Caro Paulo Araújo, creio que não é a primeira vez que agradeço suas indicações de leitura, o principal está na entrevista do jornalista Lucas Figueiredo, ainda que travestido. As criticas são dirigidas à imprensa que estaria interessada em vender suas histórias não investindo na apuração dos casos de corrupção. Mas apurar responsabilidades é papel da imprensa ou do aparato jurídico-policial? Quando mostra, para o caso do mensalão, que a denuncia pouco fundamentada feita pela procuradoria – que assim se faz passar por herói e rouba os louros da polícia –, interrompeu o curso esperado das investigações, mostra o que de fato não está funcionando no combate à corrupção. Caro Alon, sua defesa do financiamento privado de campanhas, dentro da lei, pressupõe que a legalidade seja regularmente apurada, que haja um risco alto para quem se aventura em maracutáias, mas quem deveria providenciar isso no Estado – e essa função não pode ser privatizada –, não o faz. Daí, talvez, a defesa histórica do PT do financiamento público, torna mais fácil apurar e condenar, qualquer dinheiro além do fundo partidário é ilegal. Aceitando que não faremos mesmo o trabalho pesado, seria um mal menor. A briga entre executivo e legislativo para ver quem sai mais desgastado, mesmo sendo real, é uma questão menor. Primeiro é preciso saber, com um mínimo de segurança, que está (e quem não está) pondo a mão no jarro.
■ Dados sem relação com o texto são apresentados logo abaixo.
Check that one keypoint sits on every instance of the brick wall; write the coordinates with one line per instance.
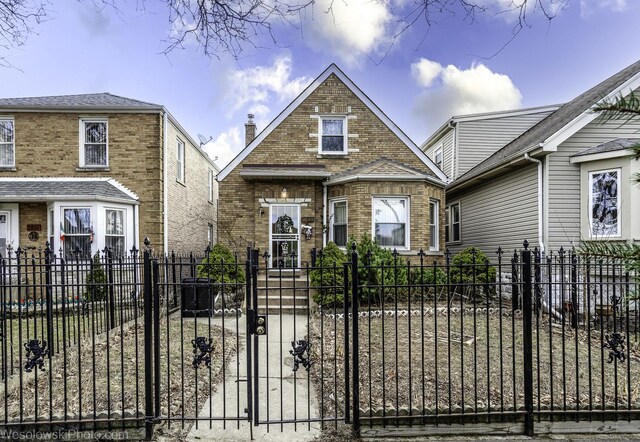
(47, 145)
(190, 211)
(293, 142)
quarta-feira, 6 de junho de 2007 14:16:00 BRT  
Anonymous paulo araújo disse...

Alberto 009

O que achei interessante na entrevista (não li o livro) e que está ligado ao assunto do post é essa questão da "oligarquização da política e hipertrofia do executivo", que o Alon levou para a entrevista com o Roberto Romano.

Nos dois casos (PSDB e PT) o operador atua vinculado ao executivo. No caso do Marcos Valério, primeiro ao executivo estaudal em MG (repasse de contas para suas empresas)e depois no executivo federal, ampliando a escala de ganho, pois as contas federais são mais volumosas.

Concordo plenamente com a crítica do jornalista aos seus pares. Falta fazer no Brasil o bom e velho jornalismo. Mesmo sem ter lido o livro, imagino que ele fez bom jornalismo. O que é diferente do espetáculo que vende anúncio em TV e no jornal impresso.

abs.

quinta-feira, 7 de junho de 2007 11:55:00 BRT  
Blogger alberto099 disse...

Caro Paulo Araújo, perfeito! O desempenho da imprensa poderia ser muito melhor, mas apurar crimes não é sua principal atribuição. Ela sempre terá forte limitação para caminhar nesse sentido. Não é o caso das estruturas do Estado voltadas a combater do crime, que existem, são pagas, apenas para apurar e punir. O site da entrevista visa à imprensa e o autor é um jornalista, mas é surpreendente que sequer tenham apontado o principal responsável pela situação de impunidade geral.